Natural (?) Conclusions
I don't know if my blog has come to its natural conclusion or if I am just sick of it in general. Perhaps it is time to go back to simpler forms? I don't know if I have had a sudden attack of privacy or if I have said all I can be bothered saying. I know this sounds stupid, but everything dies at some point, and surely if I leave this space untended and uncared for for long enough, it too will die. Right now it is live/alive. But I suppose because anything 'on the net' is ephemeral insubstantial crap, it can't exist for very long. Is this one of the things that makes me hate the internet, and ipods? The idea if vitual space? Perhaps I like for things to exist more physically, and with evidence. I don't like the traces, or hints of the physical that we are all so fucking smug about these days.
Another reason for stopping now is that I have that overwhelming sense of who gives a fuck. And I know that last time I mentioned stopping I got all sorts of responses, but this time perhaps it is me who, after all this time, doesn't give a fuck. I think to start off with I had an urge to put my thoughts into the world, no matter how rough and unfocussed they were. Now I feel a bit aimless. This is aimless isn't it? And does that matter? Do you think anyone really cares other than me?
Although the thing that scares me most is the volume of what I have made, and I don't really know how to manage it, what it is for, why I did it, how it can be used or misused or what its destination is. That makes it a strange concept. And scary. What am I doing and why?

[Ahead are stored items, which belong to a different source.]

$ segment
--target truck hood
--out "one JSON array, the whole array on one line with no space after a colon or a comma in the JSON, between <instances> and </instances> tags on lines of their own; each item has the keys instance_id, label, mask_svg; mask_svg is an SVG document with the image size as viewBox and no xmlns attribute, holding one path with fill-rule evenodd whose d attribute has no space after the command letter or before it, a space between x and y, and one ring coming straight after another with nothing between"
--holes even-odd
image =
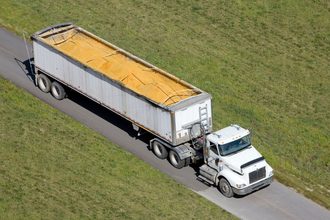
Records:
<instances>
[{"instance_id":1,"label":"truck hood","mask_svg":"<svg viewBox=\"0 0 330 220\"><path fill-rule=\"evenodd\" d=\"M238 153L224 156L222 159L229 168L238 173L242 173L245 167L264 160L263 156L252 145Z\"/></svg>"}]
</instances>

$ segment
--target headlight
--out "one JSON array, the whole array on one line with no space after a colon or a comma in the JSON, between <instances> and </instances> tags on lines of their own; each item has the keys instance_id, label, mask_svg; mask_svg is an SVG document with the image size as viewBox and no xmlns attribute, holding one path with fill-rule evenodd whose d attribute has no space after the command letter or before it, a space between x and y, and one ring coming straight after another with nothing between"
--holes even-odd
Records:
<instances>
[{"instance_id":1,"label":"headlight","mask_svg":"<svg viewBox=\"0 0 330 220\"><path fill-rule=\"evenodd\" d=\"M240 188L243 188L243 187L245 187L246 185L243 183L243 184L236 184L236 187L238 188L238 189L240 189Z\"/></svg>"},{"instance_id":2,"label":"headlight","mask_svg":"<svg viewBox=\"0 0 330 220\"><path fill-rule=\"evenodd\" d=\"M268 176L273 176L274 175L274 172L273 170L269 172L269 175Z\"/></svg>"}]
</instances>

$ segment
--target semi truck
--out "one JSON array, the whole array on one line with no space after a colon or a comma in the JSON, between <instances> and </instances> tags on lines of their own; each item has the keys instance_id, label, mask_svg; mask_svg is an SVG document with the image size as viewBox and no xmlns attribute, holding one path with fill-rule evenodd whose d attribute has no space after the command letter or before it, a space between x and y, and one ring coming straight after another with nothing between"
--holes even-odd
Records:
<instances>
[{"instance_id":1,"label":"semi truck","mask_svg":"<svg viewBox=\"0 0 330 220\"><path fill-rule=\"evenodd\" d=\"M212 131L211 95L95 36L63 23L31 36L35 84L55 99L74 90L152 134L149 149L226 197L272 182L273 169L237 124Z\"/></svg>"}]
</instances>

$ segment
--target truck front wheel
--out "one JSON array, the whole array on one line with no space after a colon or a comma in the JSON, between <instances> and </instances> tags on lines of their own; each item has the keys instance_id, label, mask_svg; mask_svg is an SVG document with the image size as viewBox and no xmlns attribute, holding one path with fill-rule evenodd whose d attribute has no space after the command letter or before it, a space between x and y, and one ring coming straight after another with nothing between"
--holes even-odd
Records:
<instances>
[{"instance_id":1,"label":"truck front wheel","mask_svg":"<svg viewBox=\"0 0 330 220\"><path fill-rule=\"evenodd\" d=\"M44 75L44 74L38 75L38 87L41 91L43 91L45 93L49 92L51 85L52 85L52 82L46 75Z\"/></svg>"},{"instance_id":2,"label":"truck front wheel","mask_svg":"<svg viewBox=\"0 0 330 220\"><path fill-rule=\"evenodd\" d=\"M225 178L221 178L219 181L219 190L227 198L233 197L233 189Z\"/></svg>"},{"instance_id":3,"label":"truck front wheel","mask_svg":"<svg viewBox=\"0 0 330 220\"><path fill-rule=\"evenodd\" d=\"M178 153L171 150L169 153L169 160L172 166L174 166L177 169L181 169L185 165L185 160L181 160Z\"/></svg>"},{"instance_id":4,"label":"truck front wheel","mask_svg":"<svg viewBox=\"0 0 330 220\"><path fill-rule=\"evenodd\" d=\"M52 95L54 96L54 98L57 100L64 99L64 97L66 95L63 86L56 81L54 81L52 83L51 92L52 92Z\"/></svg>"},{"instance_id":5,"label":"truck front wheel","mask_svg":"<svg viewBox=\"0 0 330 220\"><path fill-rule=\"evenodd\" d=\"M163 160L168 156L168 151L166 147L163 144L159 143L158 141L154 141L152 143L152 150L156 155L156 157L158 157L159 159Z\"/></svg>"}]
</instances>

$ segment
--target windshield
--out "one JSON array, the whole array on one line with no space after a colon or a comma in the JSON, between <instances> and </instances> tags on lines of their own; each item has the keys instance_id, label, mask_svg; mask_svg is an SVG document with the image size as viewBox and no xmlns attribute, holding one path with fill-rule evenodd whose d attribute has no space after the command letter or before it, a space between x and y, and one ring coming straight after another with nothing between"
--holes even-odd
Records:
<instances>
[{"instance_id":1,"label":"windshield","mask_svg":"<svg viewBox=\"0 0 330 220\"><path fill-rule=\"evenodd\" d=\"M238 152L251 145L251 135L247 135L236 141L229 142L227 144L219 145L220 154L226 156Z\"/></svg>"}]
</instances>

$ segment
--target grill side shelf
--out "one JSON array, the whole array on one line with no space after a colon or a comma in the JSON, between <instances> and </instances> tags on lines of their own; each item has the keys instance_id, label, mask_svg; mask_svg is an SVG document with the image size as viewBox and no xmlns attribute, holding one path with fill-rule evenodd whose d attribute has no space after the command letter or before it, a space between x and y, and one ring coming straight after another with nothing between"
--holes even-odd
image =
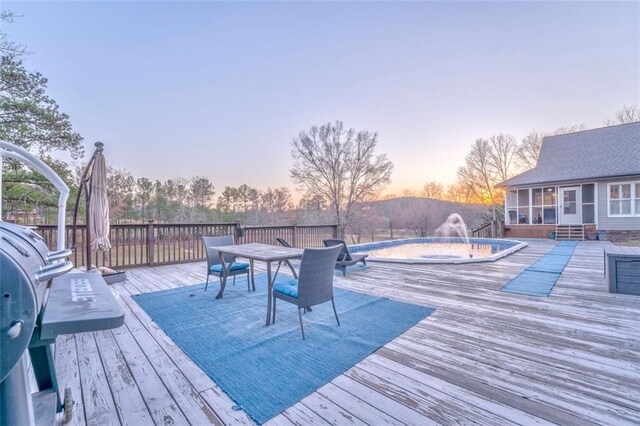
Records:
<instances>
[{"instance_id":1,"label":"grill side shelf","mask_svg":"<svg viewBox=\"0 0 640 426\"><path fill-rule=\"evenodd\" d=\"M51 282L40 338L108 330L123 323L124 311L99 274L69 273Z\"/></svg>"}]
</instances>

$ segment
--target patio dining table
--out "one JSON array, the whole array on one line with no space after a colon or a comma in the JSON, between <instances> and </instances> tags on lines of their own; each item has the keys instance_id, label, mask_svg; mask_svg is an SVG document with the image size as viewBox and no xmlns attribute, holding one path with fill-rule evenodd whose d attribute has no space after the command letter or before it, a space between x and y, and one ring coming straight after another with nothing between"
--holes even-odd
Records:
<instances>
[{"instance_id":1,"label":"patio dining table","mask_svg":"<svg viewBox=\"0 0 640 426\"><path fill-rule=\"evenodd\" d=\"M216 295L216 299L221 299L224 293L224 288L227 284L227 276L231 268L232 263L225 262L224 256L234 256L249 259L251 264L251 281L253 289L255 290L255 282L253 280L253 262L259 260L267 264L267 321L266 325L271 324L271 290L273 288L273 282L275 276L271 272L271 264L273 262L282 262L284 260L300 259L302 257L302 249L292 247L279 247L269 244L250 243L250 244L236 244L229 246L216 246L213 247L218 251L220 256L220 264L222 265L223 278L220 285L220 291ZM295 272L295 271L294 271Z\"/></svg>"}]
</instances>

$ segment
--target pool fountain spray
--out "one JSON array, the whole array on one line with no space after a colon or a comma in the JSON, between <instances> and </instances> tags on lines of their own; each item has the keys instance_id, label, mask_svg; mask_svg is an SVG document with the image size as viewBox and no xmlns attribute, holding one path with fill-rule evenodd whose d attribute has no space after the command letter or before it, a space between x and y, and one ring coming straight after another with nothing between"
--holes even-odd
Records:
<instances>
[{"instance_id":1,"label":"pool fountain spray","mask_svg":"<svg viewBox=\"0 0 640 426\"><path fill-rule=\"evenodd\" d=\"M462 238L466 244L469 245L469 250L471 250L471 243L469 242L469 229L467 225L462 220L462 216L458 213L451 213L447 220L444 221L442 225L436 229L436 236L442 237L455 237L458 236ZM469 257L473 257L473 254L469 252Z\"/></svg>"}]
</instances>

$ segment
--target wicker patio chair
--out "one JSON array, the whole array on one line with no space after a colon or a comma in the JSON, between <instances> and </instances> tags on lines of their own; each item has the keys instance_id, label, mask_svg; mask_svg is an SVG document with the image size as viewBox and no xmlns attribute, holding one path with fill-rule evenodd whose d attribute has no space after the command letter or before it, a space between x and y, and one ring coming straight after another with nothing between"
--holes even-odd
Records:
<instances>
[{"instance_id":1,"label":"wicker patio chair","mask_svg":"<svg viewBox=\"0 0 640 426\"><path fill-rule=\"evenodd\" d=\"M333 300L333 268L340 253L340 247L306 248L300 261L299 278L273 285L272 323L276 321L276 300L284 300L298 307L300 331L304 336L302 311L307 307L331 301L336 322L340 325L336 304Z\"/></svg>"},{"instance_id":2,"label":"wicker patio chair","mask_svg":"<svg viewBox=\"0 0 640 426\"><path fill-rule=\"evenodd\" d=\"M362 262L363 265L367 265L367 257L368 254L356 254L351 255L349 253L349 249L347 248L347 243L344 240L338 239L328 239L323 241L325 247L331 246L340 246L342 250L340 250L340 255L338 256L338 260L336 261L336 269L342 270L342 275L347 276L347 266L355 265L358 262Z\"/></svg>"},{"instance_id":3,"label":"wicker patio chair","mask_svg":"<svg viewBox=\"0 0 640 426\"><path fill-rule=\"evenodd\" d=\"M223 237L202 237L202 243L207 251L207 283L204 286L204 291L207 291L209 286L209 276L215 275L222 282L224 271L220 264L220 256L218 250L212 247L216 246L232 246L234 244L232 235L225 235ZM245 262L236 262L234 256L224 256L225 263L231 263L229 267L229 277L233 277L233 284L236 284L236 275L247 274L247 289L251 291L251 284L249 283L249 272L251 271L251 265Z\"/></svg>"}]
</instances>

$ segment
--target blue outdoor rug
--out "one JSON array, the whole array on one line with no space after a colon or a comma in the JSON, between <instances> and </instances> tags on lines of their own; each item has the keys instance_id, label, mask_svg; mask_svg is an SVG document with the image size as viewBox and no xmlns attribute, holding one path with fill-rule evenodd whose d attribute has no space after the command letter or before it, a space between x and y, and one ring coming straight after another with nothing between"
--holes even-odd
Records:
<instances>
[{"instance_id":1,"label":"blue outdoor rug","mask_svg":"<svg viewBox=\"0 0 640 426\"><path fill-rule=\"evenodd\" d=\"M287 276L278 276L278 281ZM256 291L244 282L217 282L145 293L134 300L171 339L256 422L264 423L405 332L433 309L335 288L340 327L331 303L303 315L278 301L276 322L265 326L266 277Z\"/></svg>"},{"instance_id":2,"label":"blue outdoor rug","mask_svg":"<svg viewBox=\"0 0 640 426\"><path fill-rule=\"evenodd\" d=\"M576 241L559 241L537 262L525 268L520 275L502 287L501 291L529 296L549 296L577 244Z\"/></svg>"}]
</instances>

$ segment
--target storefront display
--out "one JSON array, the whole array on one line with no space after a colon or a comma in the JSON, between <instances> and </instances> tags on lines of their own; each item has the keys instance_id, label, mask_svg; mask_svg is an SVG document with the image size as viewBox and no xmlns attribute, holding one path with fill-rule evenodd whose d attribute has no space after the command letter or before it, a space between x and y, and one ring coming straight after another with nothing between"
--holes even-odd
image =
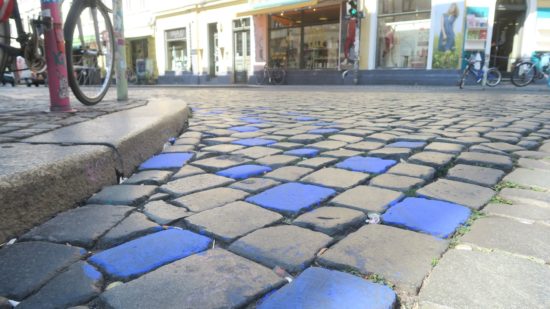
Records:
<instances>
[{"instance_id":1,"label":"storefront display","mask_svg":"<svg viewBox=\"0 0 550 309\"><path fill-rule=\"evenodd\" d=\"M550 7L537 10L537 51L550 51Z\"/></svg>"},{"instance_id":2,"label":"storefront display","mask_svg":"<svg viewBox=\"0 0 550 309\"><path fill-rule=\"evenodd\" d=\"M187 71L187 40L185 28L166 30L166 71Z\"/></svg>"},{"instance_id":3,"label":"storefront display","mask_svg":"<svg viewBox=\"0 0 550 309\"><path fill-rule=\"evenodd\" d=\"M464 1L433 1L432 15L432 68L458 69L464 40Z\"/></svg>"}]
</instances>

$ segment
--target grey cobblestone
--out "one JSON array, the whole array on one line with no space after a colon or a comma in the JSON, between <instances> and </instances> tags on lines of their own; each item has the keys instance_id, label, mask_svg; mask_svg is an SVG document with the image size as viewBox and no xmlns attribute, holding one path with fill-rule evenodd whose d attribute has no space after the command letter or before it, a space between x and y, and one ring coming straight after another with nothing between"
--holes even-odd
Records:
<instances>
[{"instance_id":1,"label":"grey cobblestone","mask_svg":"<svg viewBox=\"0 0 550 309\"><path fill-rule=\"evenodd\" d=\"M323 168L312 173L301 181L325 187L347 190L369 178L367 173L351 172L339 168Z\"/></svg>"}]
</instances>

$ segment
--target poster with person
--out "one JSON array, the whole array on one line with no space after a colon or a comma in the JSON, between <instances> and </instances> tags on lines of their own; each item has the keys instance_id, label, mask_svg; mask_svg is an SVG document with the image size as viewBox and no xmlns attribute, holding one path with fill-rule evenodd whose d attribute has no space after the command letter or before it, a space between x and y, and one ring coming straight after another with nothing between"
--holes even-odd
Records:
<instances>
[{"instance_id":1,"label":"poster with person","mask_svg":"<svg viewBox=\"0 0 550 309\"><path fill-rule=\"evenodd\" d=\"M432 1L433 69L457 69L464 41L464 1Z\"/></svg>"}]
</instances>

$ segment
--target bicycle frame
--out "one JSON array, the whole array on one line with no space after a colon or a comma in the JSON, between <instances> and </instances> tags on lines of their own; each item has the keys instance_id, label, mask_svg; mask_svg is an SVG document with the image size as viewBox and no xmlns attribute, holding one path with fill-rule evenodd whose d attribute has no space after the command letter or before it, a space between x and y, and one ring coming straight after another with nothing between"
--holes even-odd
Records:
<instances>
[{"instance_id":1,"label":"bicycle frame","mask_svg":"<svg viewBox=\"0 0 550 309\"><path fill-rule=\"evenodd\" d=\"M25 47L29 42L29 35L25 32L25 29L23 28L23 22L21 20L21 14L19 13L19 5L17 4L17 0L14 0L13 11L10 18L15 21L15 28L17 31L16 41L21 45L21 47L17 48L8 44L0 43L0 48L3 49L8 54L8 56L23 56L23 51L25 50ZM9 20L7 22L9 23ZM11 33L8 33L8 38L11 40Z\"/></svg>"}]
</instances>

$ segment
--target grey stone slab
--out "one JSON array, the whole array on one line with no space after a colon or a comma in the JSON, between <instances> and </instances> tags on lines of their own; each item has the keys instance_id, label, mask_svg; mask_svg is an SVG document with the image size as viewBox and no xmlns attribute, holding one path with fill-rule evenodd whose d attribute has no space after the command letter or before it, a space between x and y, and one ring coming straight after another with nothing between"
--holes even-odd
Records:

I am again reading depressing stories about AIDS (why am I so drawn to disease/epidemic/catastrophe writing?). This time by a guy called Adam Mars-Jones. One of the first things I wondered when I started to read was whether or not kids at school called him 'martian', or said he was from Mars. I probably would have found that really funny in primary school. Or perhaps not, considering I was, and continue to be afflicted with a mad and terrible surname. And perhaps I was less of a swine then than I am now?